Fundamental periodic trends and descriptive chemistry of the main group elements are covered. The topics include structures, bonding and reactivity; solid state structures and energetics; and selected chemistry of Group 1, 2, and 13-18. The course has an accompanying practical (laboratory) component taking place every second week.
This course begins with a review of chemical bonding in organic structures, followed by an in depth look at conformational analysis and stereochemistry. It explores the reactivity of organic molecules, starting with acid-base reactions, simple additions to carbonyl compounds, reactions of alkenes and alkynes, and substitution reactions. The course includes weekly tutorials and a four hour laboratory every other week.

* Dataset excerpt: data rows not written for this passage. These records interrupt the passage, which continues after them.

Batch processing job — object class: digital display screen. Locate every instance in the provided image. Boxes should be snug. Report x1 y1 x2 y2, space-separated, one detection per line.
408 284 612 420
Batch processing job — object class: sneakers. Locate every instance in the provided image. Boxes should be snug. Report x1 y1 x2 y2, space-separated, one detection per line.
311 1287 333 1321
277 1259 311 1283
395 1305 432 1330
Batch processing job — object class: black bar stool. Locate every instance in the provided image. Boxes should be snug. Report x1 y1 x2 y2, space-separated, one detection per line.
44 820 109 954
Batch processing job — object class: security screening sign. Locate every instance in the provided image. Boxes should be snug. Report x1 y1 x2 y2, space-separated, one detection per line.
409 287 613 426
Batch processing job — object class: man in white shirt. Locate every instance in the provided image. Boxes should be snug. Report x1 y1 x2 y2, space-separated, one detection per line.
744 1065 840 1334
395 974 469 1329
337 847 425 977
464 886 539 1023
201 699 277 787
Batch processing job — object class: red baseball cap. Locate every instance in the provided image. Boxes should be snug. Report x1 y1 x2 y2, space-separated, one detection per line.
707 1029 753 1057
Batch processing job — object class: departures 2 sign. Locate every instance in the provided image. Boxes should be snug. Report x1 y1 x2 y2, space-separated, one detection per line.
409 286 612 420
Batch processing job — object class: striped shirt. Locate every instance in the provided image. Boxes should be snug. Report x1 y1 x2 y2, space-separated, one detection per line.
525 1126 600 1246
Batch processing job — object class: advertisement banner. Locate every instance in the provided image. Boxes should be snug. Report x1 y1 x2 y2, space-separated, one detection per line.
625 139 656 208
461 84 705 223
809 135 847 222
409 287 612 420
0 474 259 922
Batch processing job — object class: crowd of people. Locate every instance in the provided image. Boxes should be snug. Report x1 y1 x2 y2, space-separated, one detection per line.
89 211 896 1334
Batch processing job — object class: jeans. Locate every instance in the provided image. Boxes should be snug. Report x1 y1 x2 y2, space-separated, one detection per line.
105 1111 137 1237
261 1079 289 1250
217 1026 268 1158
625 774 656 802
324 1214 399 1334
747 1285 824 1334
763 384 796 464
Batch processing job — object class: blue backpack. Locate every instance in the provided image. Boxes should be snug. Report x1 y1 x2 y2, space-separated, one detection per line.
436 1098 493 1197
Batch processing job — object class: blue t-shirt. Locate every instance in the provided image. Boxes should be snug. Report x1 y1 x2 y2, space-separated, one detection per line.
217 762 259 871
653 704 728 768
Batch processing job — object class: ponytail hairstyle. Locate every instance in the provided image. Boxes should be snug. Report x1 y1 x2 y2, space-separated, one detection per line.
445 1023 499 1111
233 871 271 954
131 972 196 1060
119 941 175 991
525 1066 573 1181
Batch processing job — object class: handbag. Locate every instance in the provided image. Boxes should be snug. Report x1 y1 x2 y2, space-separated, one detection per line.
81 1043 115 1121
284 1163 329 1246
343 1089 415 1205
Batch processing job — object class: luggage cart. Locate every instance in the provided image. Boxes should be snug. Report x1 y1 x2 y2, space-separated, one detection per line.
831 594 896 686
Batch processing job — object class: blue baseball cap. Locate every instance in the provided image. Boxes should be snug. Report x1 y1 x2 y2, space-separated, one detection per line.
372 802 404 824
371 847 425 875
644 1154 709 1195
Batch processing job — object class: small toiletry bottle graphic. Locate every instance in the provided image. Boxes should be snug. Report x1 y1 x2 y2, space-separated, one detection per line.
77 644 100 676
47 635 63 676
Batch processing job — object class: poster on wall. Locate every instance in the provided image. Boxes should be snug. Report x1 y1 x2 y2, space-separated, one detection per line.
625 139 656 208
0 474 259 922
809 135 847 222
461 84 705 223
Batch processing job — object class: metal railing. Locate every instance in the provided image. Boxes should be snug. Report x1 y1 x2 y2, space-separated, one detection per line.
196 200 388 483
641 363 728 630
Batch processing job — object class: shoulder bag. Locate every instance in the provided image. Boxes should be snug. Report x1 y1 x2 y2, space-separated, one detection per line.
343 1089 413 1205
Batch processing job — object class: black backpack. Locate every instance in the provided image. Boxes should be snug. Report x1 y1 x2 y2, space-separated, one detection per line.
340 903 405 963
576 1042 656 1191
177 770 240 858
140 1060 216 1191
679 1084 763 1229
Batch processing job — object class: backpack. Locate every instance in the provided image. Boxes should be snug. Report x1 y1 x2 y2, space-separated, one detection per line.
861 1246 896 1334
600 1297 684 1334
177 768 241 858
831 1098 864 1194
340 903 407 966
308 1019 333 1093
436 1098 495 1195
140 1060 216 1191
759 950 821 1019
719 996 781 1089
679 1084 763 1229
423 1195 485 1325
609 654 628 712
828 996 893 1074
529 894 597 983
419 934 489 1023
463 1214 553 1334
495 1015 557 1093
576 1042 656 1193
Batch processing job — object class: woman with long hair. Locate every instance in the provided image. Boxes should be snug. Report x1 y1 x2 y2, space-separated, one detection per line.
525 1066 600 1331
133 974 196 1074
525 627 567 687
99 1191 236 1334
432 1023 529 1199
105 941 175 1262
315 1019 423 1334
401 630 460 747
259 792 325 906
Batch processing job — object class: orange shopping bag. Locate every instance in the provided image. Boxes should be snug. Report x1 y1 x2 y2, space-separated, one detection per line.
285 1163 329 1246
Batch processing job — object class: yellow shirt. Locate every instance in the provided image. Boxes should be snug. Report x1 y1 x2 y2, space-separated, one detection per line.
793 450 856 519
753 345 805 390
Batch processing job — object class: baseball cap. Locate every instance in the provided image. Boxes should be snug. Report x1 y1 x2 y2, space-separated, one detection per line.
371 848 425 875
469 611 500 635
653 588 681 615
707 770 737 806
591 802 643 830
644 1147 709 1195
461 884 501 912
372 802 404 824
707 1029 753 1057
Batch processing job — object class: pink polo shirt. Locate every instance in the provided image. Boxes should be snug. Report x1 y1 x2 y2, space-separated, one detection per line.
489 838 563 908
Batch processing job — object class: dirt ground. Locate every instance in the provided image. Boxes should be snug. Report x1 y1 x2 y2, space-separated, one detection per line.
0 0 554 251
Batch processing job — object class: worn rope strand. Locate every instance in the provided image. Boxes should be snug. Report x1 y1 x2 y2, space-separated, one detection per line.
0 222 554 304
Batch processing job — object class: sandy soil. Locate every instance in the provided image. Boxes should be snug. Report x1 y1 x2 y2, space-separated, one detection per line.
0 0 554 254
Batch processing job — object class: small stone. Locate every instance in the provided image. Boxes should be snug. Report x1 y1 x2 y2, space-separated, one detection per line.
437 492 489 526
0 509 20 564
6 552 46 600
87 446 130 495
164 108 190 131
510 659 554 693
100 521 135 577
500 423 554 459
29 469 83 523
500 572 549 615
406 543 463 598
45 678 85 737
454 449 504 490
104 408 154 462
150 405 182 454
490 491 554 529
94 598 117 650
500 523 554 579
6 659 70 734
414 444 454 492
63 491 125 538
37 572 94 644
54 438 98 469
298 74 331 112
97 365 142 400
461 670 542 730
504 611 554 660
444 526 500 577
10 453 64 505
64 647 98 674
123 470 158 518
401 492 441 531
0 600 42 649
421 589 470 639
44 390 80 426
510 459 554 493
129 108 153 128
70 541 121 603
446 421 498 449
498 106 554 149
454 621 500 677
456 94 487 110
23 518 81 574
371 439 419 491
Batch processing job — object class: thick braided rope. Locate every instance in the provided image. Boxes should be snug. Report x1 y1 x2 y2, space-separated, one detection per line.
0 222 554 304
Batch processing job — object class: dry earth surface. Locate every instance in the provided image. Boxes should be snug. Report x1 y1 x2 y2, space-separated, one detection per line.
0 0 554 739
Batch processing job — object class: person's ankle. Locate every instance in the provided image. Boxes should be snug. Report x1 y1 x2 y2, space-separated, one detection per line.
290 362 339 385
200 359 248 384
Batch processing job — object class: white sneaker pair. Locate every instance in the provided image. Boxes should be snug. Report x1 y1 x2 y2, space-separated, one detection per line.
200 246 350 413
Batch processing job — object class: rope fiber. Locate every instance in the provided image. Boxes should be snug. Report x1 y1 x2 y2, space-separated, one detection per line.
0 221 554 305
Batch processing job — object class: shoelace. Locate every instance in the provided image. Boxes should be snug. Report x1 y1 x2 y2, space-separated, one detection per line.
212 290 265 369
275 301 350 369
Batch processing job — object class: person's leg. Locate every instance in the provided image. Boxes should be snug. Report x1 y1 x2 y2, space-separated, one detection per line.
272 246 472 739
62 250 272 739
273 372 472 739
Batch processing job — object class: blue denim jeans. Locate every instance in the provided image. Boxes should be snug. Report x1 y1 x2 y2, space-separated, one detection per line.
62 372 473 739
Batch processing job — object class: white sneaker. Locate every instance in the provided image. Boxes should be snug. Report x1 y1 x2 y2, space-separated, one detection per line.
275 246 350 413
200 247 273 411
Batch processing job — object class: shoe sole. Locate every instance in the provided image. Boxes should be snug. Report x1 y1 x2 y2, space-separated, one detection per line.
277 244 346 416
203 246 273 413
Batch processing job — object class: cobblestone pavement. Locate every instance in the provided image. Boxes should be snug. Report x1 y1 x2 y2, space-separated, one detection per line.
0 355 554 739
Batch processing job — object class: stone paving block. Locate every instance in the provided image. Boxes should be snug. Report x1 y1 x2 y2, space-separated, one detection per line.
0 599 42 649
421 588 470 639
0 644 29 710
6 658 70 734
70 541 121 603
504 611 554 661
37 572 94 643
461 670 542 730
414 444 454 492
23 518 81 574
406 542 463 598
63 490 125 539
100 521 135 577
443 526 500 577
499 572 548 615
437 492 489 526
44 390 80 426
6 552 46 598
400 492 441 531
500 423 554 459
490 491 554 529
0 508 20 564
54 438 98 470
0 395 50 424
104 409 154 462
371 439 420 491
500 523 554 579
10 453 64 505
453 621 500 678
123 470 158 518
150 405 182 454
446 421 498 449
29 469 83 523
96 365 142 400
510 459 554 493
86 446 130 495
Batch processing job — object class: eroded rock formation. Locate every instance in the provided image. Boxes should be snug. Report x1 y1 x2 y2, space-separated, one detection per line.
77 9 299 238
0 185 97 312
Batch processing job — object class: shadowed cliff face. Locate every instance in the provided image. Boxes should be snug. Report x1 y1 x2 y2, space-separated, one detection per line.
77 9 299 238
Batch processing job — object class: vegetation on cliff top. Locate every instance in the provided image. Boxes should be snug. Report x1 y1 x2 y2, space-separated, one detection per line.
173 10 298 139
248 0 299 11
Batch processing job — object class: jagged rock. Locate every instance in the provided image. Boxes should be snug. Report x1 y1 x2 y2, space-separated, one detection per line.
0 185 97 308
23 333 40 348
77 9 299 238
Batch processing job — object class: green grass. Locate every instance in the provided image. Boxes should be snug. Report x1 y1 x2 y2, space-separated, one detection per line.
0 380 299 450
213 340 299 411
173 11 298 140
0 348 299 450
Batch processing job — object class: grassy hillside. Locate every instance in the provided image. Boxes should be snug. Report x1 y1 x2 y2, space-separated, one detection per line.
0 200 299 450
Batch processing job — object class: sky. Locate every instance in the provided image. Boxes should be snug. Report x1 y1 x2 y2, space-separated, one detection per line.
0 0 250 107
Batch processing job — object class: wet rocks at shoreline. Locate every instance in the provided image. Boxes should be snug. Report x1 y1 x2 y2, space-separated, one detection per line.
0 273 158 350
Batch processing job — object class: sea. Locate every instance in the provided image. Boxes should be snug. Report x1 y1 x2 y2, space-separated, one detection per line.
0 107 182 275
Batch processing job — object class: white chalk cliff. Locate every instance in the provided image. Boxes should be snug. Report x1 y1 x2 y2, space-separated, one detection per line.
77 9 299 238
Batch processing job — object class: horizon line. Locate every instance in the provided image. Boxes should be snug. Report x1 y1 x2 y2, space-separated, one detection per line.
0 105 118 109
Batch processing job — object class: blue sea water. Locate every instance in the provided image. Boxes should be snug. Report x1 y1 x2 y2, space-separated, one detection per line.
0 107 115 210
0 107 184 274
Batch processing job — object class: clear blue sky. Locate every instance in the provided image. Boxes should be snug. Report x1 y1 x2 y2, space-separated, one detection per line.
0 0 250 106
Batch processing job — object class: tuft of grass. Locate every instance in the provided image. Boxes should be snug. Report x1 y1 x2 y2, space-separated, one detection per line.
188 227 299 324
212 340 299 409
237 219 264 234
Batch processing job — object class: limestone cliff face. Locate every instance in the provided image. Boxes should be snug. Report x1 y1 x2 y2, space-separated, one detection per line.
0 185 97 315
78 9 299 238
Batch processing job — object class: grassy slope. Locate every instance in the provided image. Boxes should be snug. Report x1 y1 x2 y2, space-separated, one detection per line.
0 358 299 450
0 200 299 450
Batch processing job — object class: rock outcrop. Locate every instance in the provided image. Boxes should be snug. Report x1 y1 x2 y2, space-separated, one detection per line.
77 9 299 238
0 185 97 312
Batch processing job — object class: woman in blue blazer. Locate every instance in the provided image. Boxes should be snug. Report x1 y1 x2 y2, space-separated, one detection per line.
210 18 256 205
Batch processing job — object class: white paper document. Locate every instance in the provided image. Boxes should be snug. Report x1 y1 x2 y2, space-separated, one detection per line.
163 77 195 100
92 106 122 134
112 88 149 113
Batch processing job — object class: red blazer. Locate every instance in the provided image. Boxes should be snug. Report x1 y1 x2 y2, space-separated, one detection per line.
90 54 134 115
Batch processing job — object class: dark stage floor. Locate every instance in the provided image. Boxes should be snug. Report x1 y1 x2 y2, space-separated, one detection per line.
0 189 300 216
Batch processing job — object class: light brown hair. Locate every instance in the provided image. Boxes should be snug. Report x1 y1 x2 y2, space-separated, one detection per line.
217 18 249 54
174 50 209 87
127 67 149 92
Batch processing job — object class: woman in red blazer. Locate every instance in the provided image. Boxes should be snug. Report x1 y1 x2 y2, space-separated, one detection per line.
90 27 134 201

This course builds on the topics seen in Organic Chemistry I. Major reactions include electrophilic and nucleophilic aromatic substitutions, and the chemistry of carbonyl compounds. Spectroscopic methods for structure determination are explored (NMR, MS, IR), along with the chemistry of biologically important molecules such as heterocycles and carbohydrates. This course includes a four-hour laboratory every other week, as well as weekly one-hour tutorials.
This course provides a comprehensive introduction to the field of organic chemistry. Major topics include organic acids/bases, stereochemistry, substitution/elimination mechanisms, reactions of alkenes/alkynes, radicals, aromatic compounds, carbonyl compounds, oxidation/reduction, radicals, spectroscopy, heterocycles and carbohydrates. Includes a 4 hour lab and 6 hours of lecture each week.
An investigation of aspects of chemical substances and processes as they occur in the environment, including both naturally occurring and synthetic chemicals.
This course will include an introduction to atmospheric chemistry, aqueous chemistry, some agricultural and industrial chemistry, and chemical analysis of contaminants and pollutants.
This course is designed as an introduction to the molecular structure of living systems. Topics will include the physical and chemical properties of proteins, enzymes, fatty acids, lipids, carbohydrates, metabolism and biosynthesis. Emphasis will be placed on the relationships between the chemical structure and biological function.
An introduction to the workings and application of modern analytical instrumentation. A range of modern instrumentation including NMR spectroscopy, Mass Spectrometry, Microscopy. Light Spectroscopy (visible, Ultra Violet, Infrared, Fluorescence, Phosphorescence), X-ray, Chromatography and electrochemical separations will be addressed. Principles of measurement; detection of photons, electrons and ions; instrument and experiment design and application; noise reduction techniques and signal-to-noise optimization will be covered.
A laboratory course to complement CHMC11H3, Principles of Analytical Instrumentation.
This course provides a practical introduction and experience in the use of modern analytical instrumentation with a focus on the sampling, sample preparation (extraction, clean-up, concentration, derivatization), instrumental trace analysis and data interpretation of various pharmaceutical, biological and environmental samples.
This course includes a four hour laboratory every week.